Validation queries - bordercolor and map

They have: 112 posts

Joined: Aug 2001

Hi Peeps,

I have two validation issues at my site that I can't find adequate solutions too. The first is bordercolor - I recoded it using CSS to define the border colour and it gave quite a different result and one I wasn't happy with. It's very possible that I didn't code well - CSS ain't my forte yet. So I put the bordercolor attribute back to see what other people come up with.

The second validation problem is the tag (used for hotspots) and I haven't been able to find any solutions to that. What do the CSS gurus recommend?

The site home page is laughingbuddhadesign.com

Blue

Busy's picture

He has: 6,151 posts

Joined: May 2001

add #bgcolour {bordercolor:#783820;}' between your style tags and in your table tag add id="bgcolour"'

your map tags are between the and , take the tag from below the map tags and place after the before the map tags

and then it will validate

They have: 112 posts

Joined: Aug 2001

Thanks Busy, you were spot on with both and now it will validate, although I haven't changed the bordercolor tag because it displays differently to the original. I may have to live with it and if that's the case I may even drop the border because the validated display looks a bit funky. You can see the difference at these two links.

Original - http://www.laughingbuddhadesign.com
Validated code - http://www.laughingbuddhadesign.com/copy_of_index.html

If anyone has any suggestions about why it displays differently please let me know. Otherwise the wee border may have to go .....

Cheers,

Blue

Busy's picture

He has: 6,151 posts

Joined: May 2001

What browser are you using, looks the same to me on FF
Mind you the colour isnt a RGB one so can look different on different screens, try choose a colour closer to the RGB ones.
Try something like #7B3921 (is a 256 colour)

remember the 0's are numbers not letters in colour codes

He has: 113 posts

Joined: Jul 2005

bordercolor isnota w3c valid property for anyelement. Its an IE only thing. they way around it is to use:

style="border-color: #ececec;"'

on the element you wish to change the border colour. A better method to inline css would be to define a special class for the elements with border colours tho.

They have: 112 posts

Joined: Aug 2001

Well here's what happened ...... I did all of the above and I realised the reason it looked different to me was that IE was not recognising the style tag for that table so it simply displayed the table border as white. No matter how I tried it wouldn't work so I created a new style for that tag in the css file and it works perfectly. Now it validates!

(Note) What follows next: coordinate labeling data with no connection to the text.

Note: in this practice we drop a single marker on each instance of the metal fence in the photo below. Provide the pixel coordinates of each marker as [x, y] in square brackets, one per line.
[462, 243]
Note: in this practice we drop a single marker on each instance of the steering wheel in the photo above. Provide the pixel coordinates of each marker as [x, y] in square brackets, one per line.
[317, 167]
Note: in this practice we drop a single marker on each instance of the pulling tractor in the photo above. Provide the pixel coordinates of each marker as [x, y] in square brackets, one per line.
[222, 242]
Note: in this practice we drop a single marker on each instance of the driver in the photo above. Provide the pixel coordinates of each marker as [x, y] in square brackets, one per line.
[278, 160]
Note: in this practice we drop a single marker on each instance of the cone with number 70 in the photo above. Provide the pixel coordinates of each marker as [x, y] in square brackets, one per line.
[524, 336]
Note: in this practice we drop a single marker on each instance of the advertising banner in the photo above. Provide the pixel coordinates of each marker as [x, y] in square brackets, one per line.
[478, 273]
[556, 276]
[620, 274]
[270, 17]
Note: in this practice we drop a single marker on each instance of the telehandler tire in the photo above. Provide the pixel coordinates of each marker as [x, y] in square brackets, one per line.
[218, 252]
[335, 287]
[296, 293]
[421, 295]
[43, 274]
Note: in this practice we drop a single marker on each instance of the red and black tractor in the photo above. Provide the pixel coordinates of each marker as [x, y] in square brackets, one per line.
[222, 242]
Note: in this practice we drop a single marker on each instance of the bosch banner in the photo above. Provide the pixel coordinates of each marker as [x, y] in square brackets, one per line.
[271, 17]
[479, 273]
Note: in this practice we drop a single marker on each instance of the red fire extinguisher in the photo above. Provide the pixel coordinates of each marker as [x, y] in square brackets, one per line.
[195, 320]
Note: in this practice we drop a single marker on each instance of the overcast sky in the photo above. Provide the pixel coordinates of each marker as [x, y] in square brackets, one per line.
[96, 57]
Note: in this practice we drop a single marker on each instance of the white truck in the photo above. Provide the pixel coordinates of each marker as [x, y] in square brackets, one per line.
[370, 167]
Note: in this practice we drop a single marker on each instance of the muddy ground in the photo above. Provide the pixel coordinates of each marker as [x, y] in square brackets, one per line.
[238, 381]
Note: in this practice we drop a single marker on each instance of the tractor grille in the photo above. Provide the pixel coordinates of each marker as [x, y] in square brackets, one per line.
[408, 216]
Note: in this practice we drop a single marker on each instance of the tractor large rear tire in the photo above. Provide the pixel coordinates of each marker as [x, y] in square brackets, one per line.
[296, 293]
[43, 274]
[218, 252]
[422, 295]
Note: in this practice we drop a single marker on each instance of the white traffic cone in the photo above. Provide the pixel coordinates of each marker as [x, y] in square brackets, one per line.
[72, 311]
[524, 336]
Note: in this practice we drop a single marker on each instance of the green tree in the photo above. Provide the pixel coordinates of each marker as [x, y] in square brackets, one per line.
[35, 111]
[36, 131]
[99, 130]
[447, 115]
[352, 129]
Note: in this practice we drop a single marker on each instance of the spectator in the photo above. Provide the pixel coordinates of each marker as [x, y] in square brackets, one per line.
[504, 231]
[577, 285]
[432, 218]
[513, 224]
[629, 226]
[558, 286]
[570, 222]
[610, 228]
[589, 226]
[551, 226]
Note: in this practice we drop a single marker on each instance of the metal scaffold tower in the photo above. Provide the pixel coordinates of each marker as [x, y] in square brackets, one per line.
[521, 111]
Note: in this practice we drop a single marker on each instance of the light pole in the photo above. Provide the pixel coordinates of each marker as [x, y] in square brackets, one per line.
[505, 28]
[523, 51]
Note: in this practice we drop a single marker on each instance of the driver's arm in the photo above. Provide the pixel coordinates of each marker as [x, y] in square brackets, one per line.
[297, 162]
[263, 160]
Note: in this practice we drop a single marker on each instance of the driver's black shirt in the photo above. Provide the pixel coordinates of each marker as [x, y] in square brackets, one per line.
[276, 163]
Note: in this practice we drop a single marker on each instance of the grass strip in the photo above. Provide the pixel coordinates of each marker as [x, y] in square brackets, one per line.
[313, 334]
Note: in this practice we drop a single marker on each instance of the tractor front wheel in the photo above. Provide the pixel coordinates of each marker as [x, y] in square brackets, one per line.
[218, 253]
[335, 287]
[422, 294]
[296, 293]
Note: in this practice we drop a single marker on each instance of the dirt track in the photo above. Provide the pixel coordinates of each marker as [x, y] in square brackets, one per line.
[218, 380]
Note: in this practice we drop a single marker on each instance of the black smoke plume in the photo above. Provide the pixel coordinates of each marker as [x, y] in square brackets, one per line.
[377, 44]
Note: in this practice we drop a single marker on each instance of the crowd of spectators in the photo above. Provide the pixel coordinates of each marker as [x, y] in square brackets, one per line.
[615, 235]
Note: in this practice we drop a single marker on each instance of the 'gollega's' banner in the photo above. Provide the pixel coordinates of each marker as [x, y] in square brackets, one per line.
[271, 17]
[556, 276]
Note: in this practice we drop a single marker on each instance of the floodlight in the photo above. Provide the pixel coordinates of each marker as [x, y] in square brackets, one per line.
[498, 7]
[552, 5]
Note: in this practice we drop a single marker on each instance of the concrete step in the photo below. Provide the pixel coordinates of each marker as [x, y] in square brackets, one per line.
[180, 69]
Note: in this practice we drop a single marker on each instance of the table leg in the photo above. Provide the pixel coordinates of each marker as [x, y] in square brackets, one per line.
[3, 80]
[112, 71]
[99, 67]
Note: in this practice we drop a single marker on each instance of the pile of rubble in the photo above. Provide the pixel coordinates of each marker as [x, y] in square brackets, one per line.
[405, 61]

Thanks.

Busy's picture

He has: 6,151 posts

Joined: May 2001

Just remember in CSS the id can only be used once per page, the class can be used over and over - a common oversight

Megan's picture

She has: 11,421 posts

Joined: Jun 1999

Another correction to busy's code - bgcolour is not a semantic name for a class, it's purely aesthetic. With CSS you are attempting to separate form from function as much as possible. The CSS class names should match the function in the HTML, while the actual CSS describes the form. You should name your classes for what they are doing, not what they are making something look like. So in this case you could call it "splashcontainer" or "splashframe". This way you'll also be able to add more CSS to that element.

Busy's picture

He has: 6,151 posts

Joined: May 2001

The big problem with using semantic names is they are throw away names - not useable elsewhere.

Imagine you called this class "frontpagesplashframe" although over the top it is exactly what it could be, now say we want the same properties elsewhere, imagine finding id="frontpagesplashframe" on the contact page or orderform or similar?
While I admit my choice wasn't the best, a better one to use would be "bordercolor" or "brownborder", this way it can be reused which saves on coding/bandwidth/load time.
Depending on the code involved it can be different but in this case a semantic name is not ideal

Megan's picture

She has: 11,421 posts

Joined: Jun 1999

Putting one class in it's own CSS property wouldn't be very good use of a code even if you wanted to re-use it all over. Then you'd probably end up with a lot of multiple classes on everything. In this case you could call it "frame" or "outline' or something. "brownborder" wouldn't make any sense if you wanted to change it to green, and "bordercolour" wouldn't make sense if there were other elements in there like, say, padding.

So you can (and should) have semantic class names that are re-usable elsewhere when necessary. Semantic names are always ideal Smiling I find that I learn to structure my code better I use classes less and less. If you had all your tables in a certain area you'd use #content table instead of putting a class on all of them.